11; terulang lagi

886 190 261
                                    

#AthenaCalum or #AthenaLuke?







Kemarin Athlas bilang, "Nggak usah kamu deket-deket sama Calum itu!"

Ugh, Athlas kenapa sih? Dasar.

Aku menghembuskan napas saat kakiku sudah mendekati kelas. Rasanya aku tidak ingin masuk kelas sekarang. Bagaimana tidak? Bagaimana jika aku bertemu dengan Luke? Bagaimana kalau dia akan memusuhiku? Aku benar-benar tidak bisa membayangkan bagaimana hari ini akan terjadi. Oke, Athena, kamu harus kuat.

Aku berdiri di tengah-tengah ambang pintu, sedikit terkejut karena ada Nathan yang berdiri di depanku. Nathan kemudian berbisik, "duduk sama Luke sana. Biar cepet baikannya."

"Lah kok gitu sih?" tanyaku.

"Udah nggak usah protes!" serunya, "Daripada lo duduk di luar? Mau?"

"Ya udah deh," balasku, "Eh, tadi dicariin Salma lho."

"Ye," Dia pura-pura akan menjitak kepalaku. Aku menghindari sambil tertawa.

Aku sudah mempunyai niatan untuk memasuki kelas dengan tenang dan menghindari Luke hingga bel masuk berbunyi. Tapi apa? Luke sudah duduk di sana, sambil mengacak rambutnya sendiri, matanya terfokus pada buku-buku yang terbuka di meja. Tangannya sibuk menulis, dan akhirnya dia mendongak, menatapku yang tidak siap bertemu dengannya sekarang. Mata kami bertemu, namun aku segera mengalihkannya. Aku berjalan ke arahnya. Sekarang kami akan duduk di bangku paling belakang. Kemudian aku berkata, "G-gue duduk di sini?"

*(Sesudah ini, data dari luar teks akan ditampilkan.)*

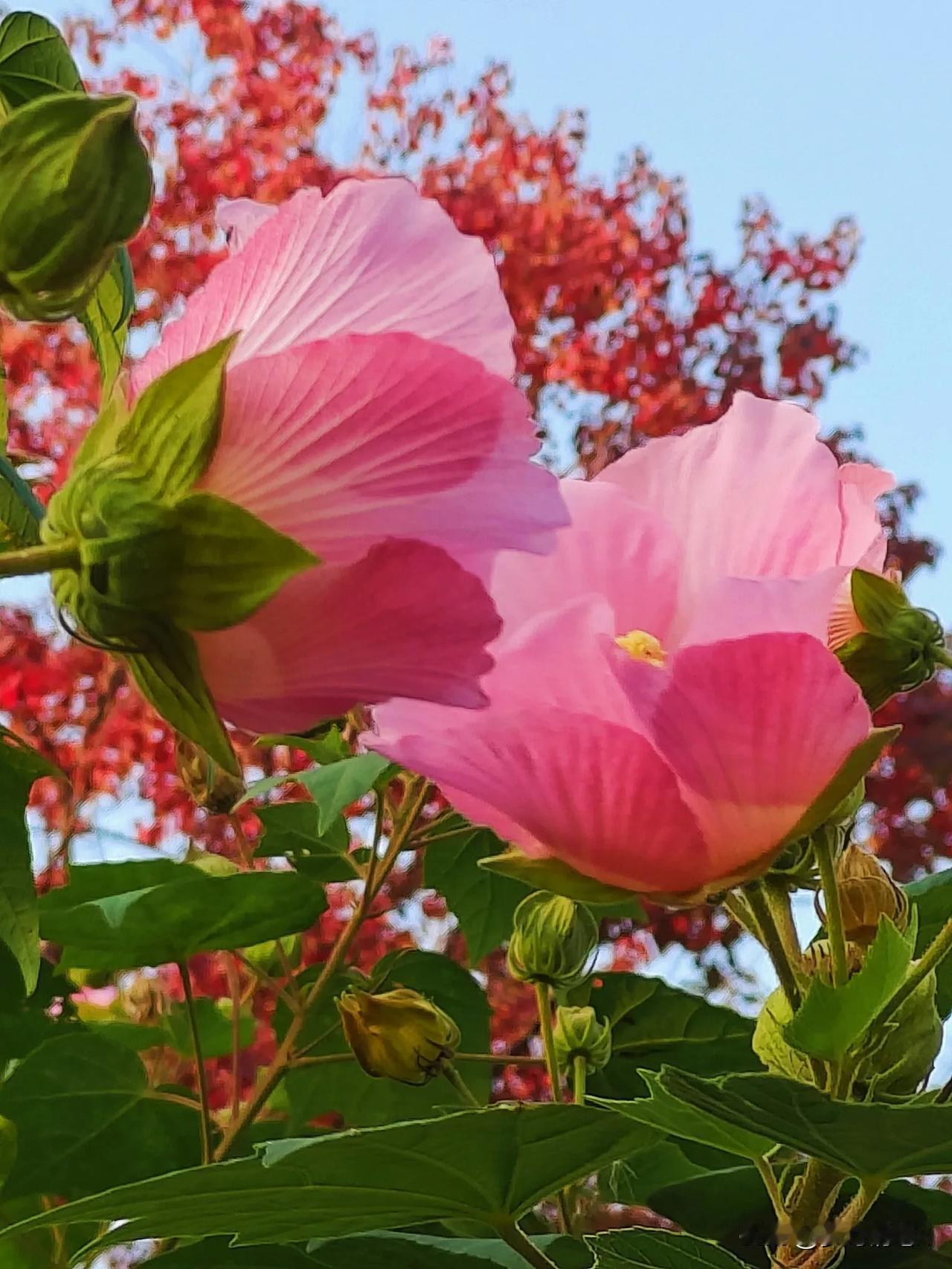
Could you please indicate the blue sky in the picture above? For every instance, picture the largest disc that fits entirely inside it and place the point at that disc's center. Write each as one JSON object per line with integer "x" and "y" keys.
{"x": 828, "y": 108}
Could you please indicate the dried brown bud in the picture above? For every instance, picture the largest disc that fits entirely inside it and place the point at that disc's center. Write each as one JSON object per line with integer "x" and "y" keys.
{"x": 866, "y": 893}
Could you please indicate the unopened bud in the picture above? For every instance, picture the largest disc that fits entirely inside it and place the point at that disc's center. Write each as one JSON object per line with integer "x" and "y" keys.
{"x": 866, "y": 893}
{"x": 553, "y": 940}
{"x": 899, "y": 647}
{"x": 75, "y": 183}
{"x": 398, "y": 1035}
{"x": 578, "y": 1033}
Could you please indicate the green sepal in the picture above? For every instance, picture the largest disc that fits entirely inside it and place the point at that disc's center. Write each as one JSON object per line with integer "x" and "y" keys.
{"x": 231, "y": 564}
{"x": 75, "y": 183}
{"x": 559, "y": 878}
{"x": 34, "y": 61}
{"x": 856, "y": 765}
{"x": 876, "y": 600}
{"x": 169, "y": 677}
{"x": 174, "y": 427}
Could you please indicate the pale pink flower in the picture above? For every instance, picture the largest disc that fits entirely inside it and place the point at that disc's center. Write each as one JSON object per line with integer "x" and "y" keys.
{"x": 664, "y": 707}
{"x": 368, "y": 415}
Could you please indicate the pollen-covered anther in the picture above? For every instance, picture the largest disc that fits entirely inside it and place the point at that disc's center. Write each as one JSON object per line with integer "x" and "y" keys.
{"x": 643, "y": 646}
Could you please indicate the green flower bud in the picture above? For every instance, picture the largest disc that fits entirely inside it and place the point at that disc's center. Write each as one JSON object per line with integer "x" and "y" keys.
{"x": 894, "y": 1064}
{"x": 75, "y": 183}
{"x": 553, "y": 940}
{"x": 899, "y": 647}
{"x": 398, "y": 1035}
{"x": 578, "y": 1033}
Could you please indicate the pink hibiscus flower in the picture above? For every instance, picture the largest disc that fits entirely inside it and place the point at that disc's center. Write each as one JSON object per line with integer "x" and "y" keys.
{"x": 370, "y": 415}
{"x": 664, "y": 707}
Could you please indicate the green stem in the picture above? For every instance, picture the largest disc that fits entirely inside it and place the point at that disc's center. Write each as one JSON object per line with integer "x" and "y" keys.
{"x": 199, "y": 1064}
{"x": 921, "y": 970}
{"x": 823, "y": 853}
{"x": 269, "y": 1079}
{"x": 512, "y": 1235}
{"x": 785, "y": 1226}
{"x": 544, "y": 1004}
{"x": 774, "y": 943}
{"x": 30, "y": 560}
{"x": 460, "y": 1084}
{"x": 579, "y": 1076}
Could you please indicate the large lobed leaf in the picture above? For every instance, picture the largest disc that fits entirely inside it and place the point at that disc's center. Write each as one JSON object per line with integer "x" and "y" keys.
{"x": 174, "y": 913}
{"x": 477, "y": 1165}
{"x": 655, "y": 1024}
{"x": 86, "y": 1119}
{"x": 747, "y": 1114}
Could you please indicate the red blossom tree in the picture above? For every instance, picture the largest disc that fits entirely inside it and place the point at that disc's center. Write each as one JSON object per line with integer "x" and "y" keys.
{"x": 625, "y": 330}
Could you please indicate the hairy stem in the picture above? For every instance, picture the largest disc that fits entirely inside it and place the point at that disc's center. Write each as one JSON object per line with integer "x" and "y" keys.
{"x": 823, "y": 853}
{"x": 460, "y": 1084}
{"x": 201, "y": 1078}
{"x": 32, "y": 560}
{"x": 774, "y": 943}
{"x": 272, "y": 1075}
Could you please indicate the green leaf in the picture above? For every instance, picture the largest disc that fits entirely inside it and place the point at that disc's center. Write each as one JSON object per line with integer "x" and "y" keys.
{"x": 362, "y": 1100}
{"x": 107, "y": 319}
{"x": 871, "y": 1140}
{"x": 932, "y": 899}
{"x": 333, "y": 787}
{"x": 169, "y": 675}
{"x": 19, "y": 932}
{"x": 876, "y": 600}
{"x": 174, "y": 427}
{"x": 673, "y": 1114}
{"x": 393, "y": 1250}
{"x": 657, "y": 1249}
{"x": 21, "y": 512}
{"x": 291, "y": 830}
{"x": 233, "y": 564}
{"x": 483, "y": 902}
{"x": 477, "y": 1165}
{"x": 34, "y": 60}
{"x": 831, "y": 1019}
{"x": 559, "y": 878}
{"x": 653, "y": 1024}
{"x": 86, "y": 1118}
{"x": 213, "y": 1029}
{"x": 177, "y": 919}
{"x": 853, "y": 769}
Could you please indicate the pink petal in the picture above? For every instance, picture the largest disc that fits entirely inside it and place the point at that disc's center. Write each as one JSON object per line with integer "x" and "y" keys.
{"x": 754, "y": 730}
{"x": 582, "y": 788}
{"x": 352, "y": 440}
{"x": 752, "y": 495}
{"x": 240, "y": 217}
{"x": 863, "y": 542}
{"x": 404, "y": 621}
{"x": 738, "y": 607}
{"x": 614, "y": 548}
{"x": 372, "y": 257}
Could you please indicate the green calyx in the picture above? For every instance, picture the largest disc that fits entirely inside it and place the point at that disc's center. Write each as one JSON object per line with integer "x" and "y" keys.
{"x": 553, "y": 940}
{"x": 900, "y": 646}
{"x": 151, "y": 560}
{"x": 75, "y": 183}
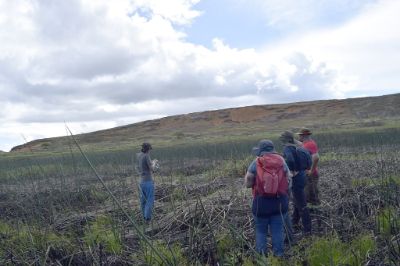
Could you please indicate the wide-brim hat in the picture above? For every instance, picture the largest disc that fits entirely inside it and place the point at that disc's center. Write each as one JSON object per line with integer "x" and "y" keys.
{"x": 264, "y": 145}
{"x": 286, "y": 136}
{"x": 304, "y": 131}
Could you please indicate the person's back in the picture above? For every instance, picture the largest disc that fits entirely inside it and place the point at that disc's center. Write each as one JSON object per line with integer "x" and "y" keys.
{"x": 312, "y": 191}
{"x": 147, "y": 183}
{"x": 144, "y": 166}
{"x": 268, "y": 208}
{"x": 299, "y": 180}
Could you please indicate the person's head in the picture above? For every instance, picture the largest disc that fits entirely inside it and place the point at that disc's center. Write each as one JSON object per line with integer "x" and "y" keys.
{"x": 304, "y": 134}
{"x": 264, "y": 145}
{"x": 146, "y": 147}
{"x": 287, "y": 137}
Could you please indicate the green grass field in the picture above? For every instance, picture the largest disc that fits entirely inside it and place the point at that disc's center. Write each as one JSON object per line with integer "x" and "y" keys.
{"x": 54, "y": 210}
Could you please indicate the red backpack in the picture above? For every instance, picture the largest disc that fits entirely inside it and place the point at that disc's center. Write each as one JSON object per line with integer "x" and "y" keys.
{"x": 271, "y": 178}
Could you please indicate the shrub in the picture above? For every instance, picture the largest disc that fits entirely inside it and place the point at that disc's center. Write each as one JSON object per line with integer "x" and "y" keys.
{"x": 172, "y": 254}
{"x": 103, "y": 231}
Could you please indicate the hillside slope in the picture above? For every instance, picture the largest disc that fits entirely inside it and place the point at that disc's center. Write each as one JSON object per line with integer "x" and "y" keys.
{"x": 236, "y": 122}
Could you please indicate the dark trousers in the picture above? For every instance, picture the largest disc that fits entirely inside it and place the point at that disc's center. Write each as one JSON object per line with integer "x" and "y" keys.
{"x": 300, "y": 205}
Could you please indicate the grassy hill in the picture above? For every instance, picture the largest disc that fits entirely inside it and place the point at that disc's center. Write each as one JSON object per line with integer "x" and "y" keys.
{"x": 237, "y": 123}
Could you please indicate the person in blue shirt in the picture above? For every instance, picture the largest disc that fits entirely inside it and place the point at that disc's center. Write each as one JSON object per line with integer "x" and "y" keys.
{"x": 268, "y": 212}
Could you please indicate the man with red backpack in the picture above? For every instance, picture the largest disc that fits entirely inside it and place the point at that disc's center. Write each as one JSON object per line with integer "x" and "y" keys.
{"x": 268, "y": 177}
{"x": 299, "y": 161}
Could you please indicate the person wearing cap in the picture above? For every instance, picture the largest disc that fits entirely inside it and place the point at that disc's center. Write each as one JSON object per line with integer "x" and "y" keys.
{"x": 312, "y": 192}
{"x": 268, "y": 212}
{"x": 145, "y": 168}
{"x": 299, "y": 181}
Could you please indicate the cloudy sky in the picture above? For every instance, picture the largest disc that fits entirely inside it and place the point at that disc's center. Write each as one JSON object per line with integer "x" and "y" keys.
{"x": 100, "y": 64}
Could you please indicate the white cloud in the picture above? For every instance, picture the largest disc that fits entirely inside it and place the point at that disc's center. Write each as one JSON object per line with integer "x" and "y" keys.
{"x": 91, "y": 62}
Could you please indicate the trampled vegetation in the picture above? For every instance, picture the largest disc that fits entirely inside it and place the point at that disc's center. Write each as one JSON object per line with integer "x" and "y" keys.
{"x": 55, "y": 211}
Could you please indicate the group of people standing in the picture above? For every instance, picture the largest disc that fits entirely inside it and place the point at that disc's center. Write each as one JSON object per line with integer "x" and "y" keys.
{"x": 275, "y": 179}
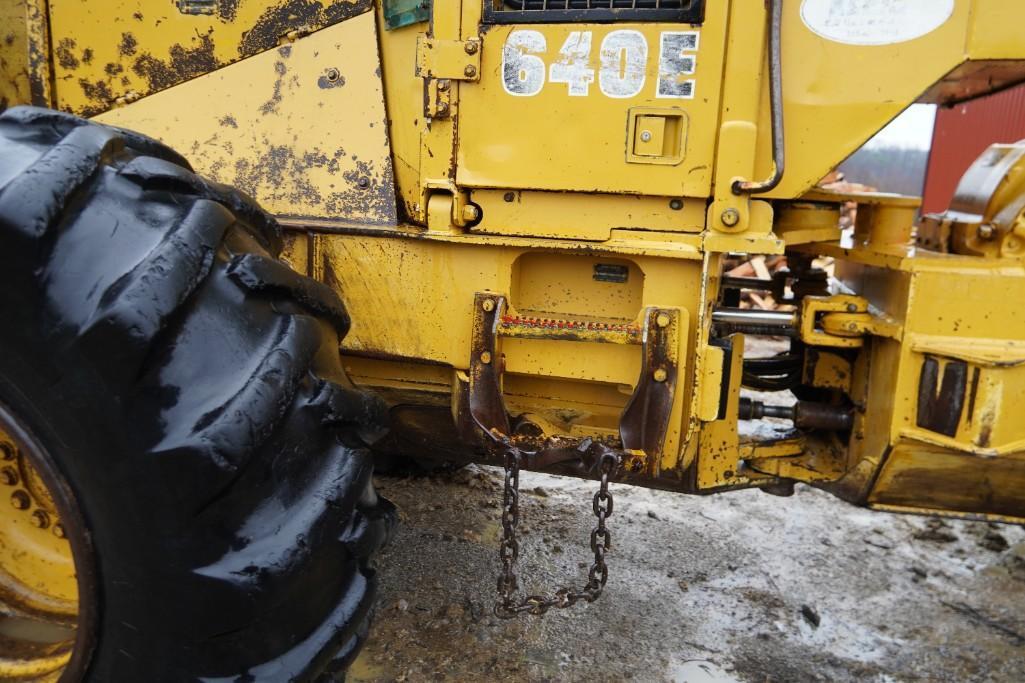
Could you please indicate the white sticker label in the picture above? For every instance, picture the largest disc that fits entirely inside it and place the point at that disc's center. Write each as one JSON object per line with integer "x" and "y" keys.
{"x": 622, "y": 63}
{"x": 624, "y": 59}
{"x": 875, "y": 22}
{"x": 523, "y": 71}
{"x": 572, "y": 66}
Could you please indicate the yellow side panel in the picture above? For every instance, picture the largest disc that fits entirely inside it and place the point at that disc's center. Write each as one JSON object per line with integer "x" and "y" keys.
{"x": 25, "y": 76}
{"x": 301, "y": 128}
{"x": 563, "y": 138}
{"x": 106, "y": 49}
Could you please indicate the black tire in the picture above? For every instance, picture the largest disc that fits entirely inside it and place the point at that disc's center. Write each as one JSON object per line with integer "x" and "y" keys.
{"x": 188, "y": 386}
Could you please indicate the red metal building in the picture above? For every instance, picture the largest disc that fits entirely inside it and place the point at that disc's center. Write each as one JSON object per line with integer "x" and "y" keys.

"Iyalah, duduk aja kali," balasnya sambil tersenyum.

Setelah kejadian kemarin, Luke Hemmings masih bisa tersenyum. Aku benar-benar merasa bodoh dan bersalah di saat yang sama.

Aku menaruh tasku dan akhirnya duduk. Dia kemudian memasukkan bolpoin dan tip-x ke dalam tempat pensilnya. Abu-abu. Aku ingat bagaimana kami berputar-putar di toko buku hanya untuk mencari tempat pensil itu. Aku masih ingat semuanya.

Aku benci saat pikiranku berhenti berpikir, berhenti bekerja dan diam--kosong. Aku benci karena pada saat itu, pikiranku akan memutar segala memori indah bersama Luke.

Aku kemudian mengeluarkan buku tulis Kimia dan tempat pensil. Aku bangkit, namun Luke tiba-tiba bertanya, "Mau kemana?"

"Mau nyari contekan Kimia, gue belum selesai," jawab gue dengan jujur. "Ngapain? Pake punya gue aja. Gue barusan selesai," balasnya.

Aku meneguk dan, jadi aku duduk. Aku tidak berani menatap wajahnya. Dia kemudian mengeluarkan ponselnya dari tas, dan memasang earphone-nya. Lalu, dia menyelipkan rambutku di sela-sela telinga, yang otomatis membuatku menoleh, "K-kenapa?"

"Mau masang headset," balasnya, "Biar lo nggak terlalu beban."

Lagu yang terputar berjudul Maps. Lagu dari Maroon 5.

Jika kalian ingin tahu, aku dan Luke memiliki daftar putar sendiri yang berisi lagu-lagu kesukaan kita.

"Mau?" tanyanya.

Aku menoleh. Dia menyodorkan sebuah kotak makanan kepadaku. Roti bakar. "Ini kan bekal punya lo?"

"Ath, udah makan aja. Kalo lo lagi sedih lo nggak banyak makan kan? Ya udah yuk, makan," Dia mengambil satu roti bakar dan menyuapkannya kepadaku. Dia tersenyum kemudian, "Kayak anak kecil aja lo makan pake disuapin."

"Luke," ujarku kemudian. Sekarang aku menatapnya. Tepat pada mata biru itu. Aku meneguk ludah lalu menggenggam tangannya.

"Ada apa?" tanyanya.

"Gue--kita nggak bisa menyangkal ini semua Luke. Kita nggak bisa berpura-pura," kataku, "Gue tahu Luke, lo pasti sakit hati banget. Gue tahu perasaan lo. Lo bisa berbuat apapun yang lo suka ke gue Luke, asalkan lo kemudian bahagia. Gue nggak bisa liat lo sedih kayak gini. Gue tahu lo cuman pura-pura kan ke gue?"